After a disastrous 8-10-4 start that has them sitting nine points outside of the last wild-card spot in the Eastern Conference, it was inevitable the Philadelphia Flyers would start making some changes. 

The off-ice shifts started earlier this week, with general manager Chuck Fletcher firing head coach Alain Vigneault and assistant head coach Michel Therrien.

Fletcher spoke candidly about the firings, giving us a bit of a glimpse into what he's thinking as he guides the Flyers through this next phase.

"I was hoping we could get some people back and get our group together and find out what we have," Fletcher said, according to Charlie O'Connor of The Athletic. "But we just keep digging a bigger hole right now. As a group, we've got to find an identity; we've got to start to play the game the right way.

"It's a tough day today, but hopefully this is a new beginning."

That new beginning could lead to on-ice changes as well. Veteran captain and long-time Flyer Claude Giroux's contract is up at season's end, which has pundits (such as Sam Carchidi of the Philadelphia Inquirer) wondering whether Fletcher will move him ahead of the March 21 trade deadline.

Giroux has already said he's not thinking about waiving his no-trade clause, but that doesn't mean that we can't examine some possible landing spots for the forward.
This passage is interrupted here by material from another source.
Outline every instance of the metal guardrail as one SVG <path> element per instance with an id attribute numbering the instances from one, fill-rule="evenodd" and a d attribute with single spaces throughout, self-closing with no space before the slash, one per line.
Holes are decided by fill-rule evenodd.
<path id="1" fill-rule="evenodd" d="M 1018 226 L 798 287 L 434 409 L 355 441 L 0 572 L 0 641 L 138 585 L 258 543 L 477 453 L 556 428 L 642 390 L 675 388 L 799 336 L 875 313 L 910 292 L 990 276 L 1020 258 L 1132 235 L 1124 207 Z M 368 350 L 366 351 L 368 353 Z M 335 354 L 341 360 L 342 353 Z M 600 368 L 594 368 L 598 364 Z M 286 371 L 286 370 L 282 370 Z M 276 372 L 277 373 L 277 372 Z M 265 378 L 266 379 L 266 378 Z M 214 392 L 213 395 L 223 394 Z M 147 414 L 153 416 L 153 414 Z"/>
If the Flyers continue to plummet down the standings—interim head coach Mike Yeo led the team to a 7-5 loss in his first game at the helm and got shut out in his second—then trading the 33-year-old would bolster what would almost certainly be called a reset.

 

Anaheim Ducks

The Anaheim Ducks are the most surprising team in the NHL this season. Analyst Dom Luszczyszyn's model gave the squad a 2 percent chance of making the playoffs during his offseason projections for The Athletic.

"Buffalo, Arizona and Anaheim are in a tier of their own in the basement. Though the Ducks aren't quite as poor as the Sabres or Coyotes, they're closer to those sad sacks than they are to the next-worst team which is four projected points away," he wrote in September.

The Ducks have outperformed that forecast, and MoneyPuck.com has them with better than a 60 percent chance of making the postseason.

Anaheim is one of only a handful of teams in a playoff spot that could take on Giroux's contract without sending any money back. That could matter a great deal if Philadelphia does decide to pull the parachute on this season.

We don't think the Ducks should sell the farm for Giroux, and if there's a bidding war, the still-rebuilding club should kindly exit. But Ryan Gilbert of Broadstreethockey.com sees Rickard Rakell as a possible trade target in general for the Flyers, so maybe there's a fit here.

This is a fun bit of speculation, though, and it would be one hell of a message sent to the rest of the league by this overachieving team.

 

Ottawa Senators

Trading for Giroux would be the most Ottawa Senators thing they've done since general manager Pierre Dorion declared the rebuild over in the summer.

Yet it's a possibility that NHL insider extraordinaire Elliotte Friedman is openly wondering about while doing his usual media rounds, so we'll at least consider it in this space, even though the Senators are hanging around the bottom of the Atlantic Division, sporting a .313 points percentage—that's the third-worst number in the entire league.

In October, when Ottawa still had a prayer of making the playoffs, this kind of deal seemed more likely. If Dorion honestly saw this as a postseason team a few months ago, however, he likely still does despite the Senators' performance out on the ice through 24 games this year.

Maybe he's got an eye toward bolstering his roster ahead of the 2021-22 campaign and thinks Giroux could boost Ottawa's awful offense next season. Only six teams score fewer goals per game than Ottawa—ironically, one of those squads in Philadelphia—and perhaps the GM thinks he could get Giroux to re-sign since the forward lives there during the offseason.

If Giroux wants a Stanley Cup before his playing days are through, though, this might not be the best landing spot for him. And it isn't every day we see a bottom-feeding franchise trade futures for an aging center, but the Senators are unpredictable.